56 – Sei tentato di irritarti? Per l’amore di Gesù, sii dolce.
Di vendicarti? Rendi il bene per il male; si dice che il grande segreto per toccare il cuore di santa Teresa era di farle qualche torto.
Di manifestare cattivo umore verso qualcuno? Sorridigli con bontà.
Di evitare di incontrarlo? Cercalo virtuosamente.
Di dirne male? Parlane bene.
Di parlargli duramente? Rivolgiti a lui con dolcezza, cordialmente.

57 – Cerca di fare l’elogio dei tuoi fratelli, specialmente di quelli verso cui provi più naturalmente invidia.

58 – Non fare delle battute di spirito a scapito della carità.

59 – Se ci si permettono in tua presenza discorsi poco appropriati, o se si tengono conversazioni dannose per la reputazione del prossimo, potrai talvolta riprendere dolcemente chi parla, ma più spesso sarà meglio cambiare abilmente argomento o testimoniare il tuo dispiacere mostrandoti volutamente triste o disattento.

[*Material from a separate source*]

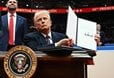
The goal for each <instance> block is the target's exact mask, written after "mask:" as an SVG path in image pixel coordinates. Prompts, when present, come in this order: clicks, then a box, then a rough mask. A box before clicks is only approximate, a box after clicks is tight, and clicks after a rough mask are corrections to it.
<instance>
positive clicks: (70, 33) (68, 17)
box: [66, 6, 77, 43]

60 – Ti costa qualcosa rendere un piccolo servizio? Offriti tu stesso di farlo: doppio merito.

61 – Abbi orrore di porti di fronte a te stesso e ad altri come una vittima. Guardati dall’esagerare ciò che ti pesa, sforzati di trovarlo leggero; lo è in realtà, molto più spesso di quanto non sembri, e lo sarebbe sempre con un po’ più di virtù.

Conclusione.
In generale, sappi rifiutare alla natura ciò che ti domanda senza bisogno.
Sappi farle dare ciò che ti rifiuta senza ragione. I tuoi progressi nella virtù, dice l’autore dell’Imitazione di Cristo, saranno proporzionati alla violenza che saprai farti.
«Bisogna morire, diceva il santo vescovo di Ginevra, bisogna morire affinché Dio viva in noi: perché è impossibile arrivare all’unione dell’anima con Dio per un’altra via che non sia la mortificazione. Queste parole – bisogna morire – sono dure, ma saranno seguite da una grande dolcezza, perché non si muore a se stessi che per essere uniti a Dio con questa morte».
Piacque a Dio che fossimo in grado di applicare a noi stessi queste belle parole di san Paolo ai Corinzi: «In tutte le cose soffriamo tribolazioni. Portiamo ovunque nel nostro corpo la morte di Gesù, affinché la vita di Gesù si manifesti anche nei nostri corpi» (2 Co 4, 10).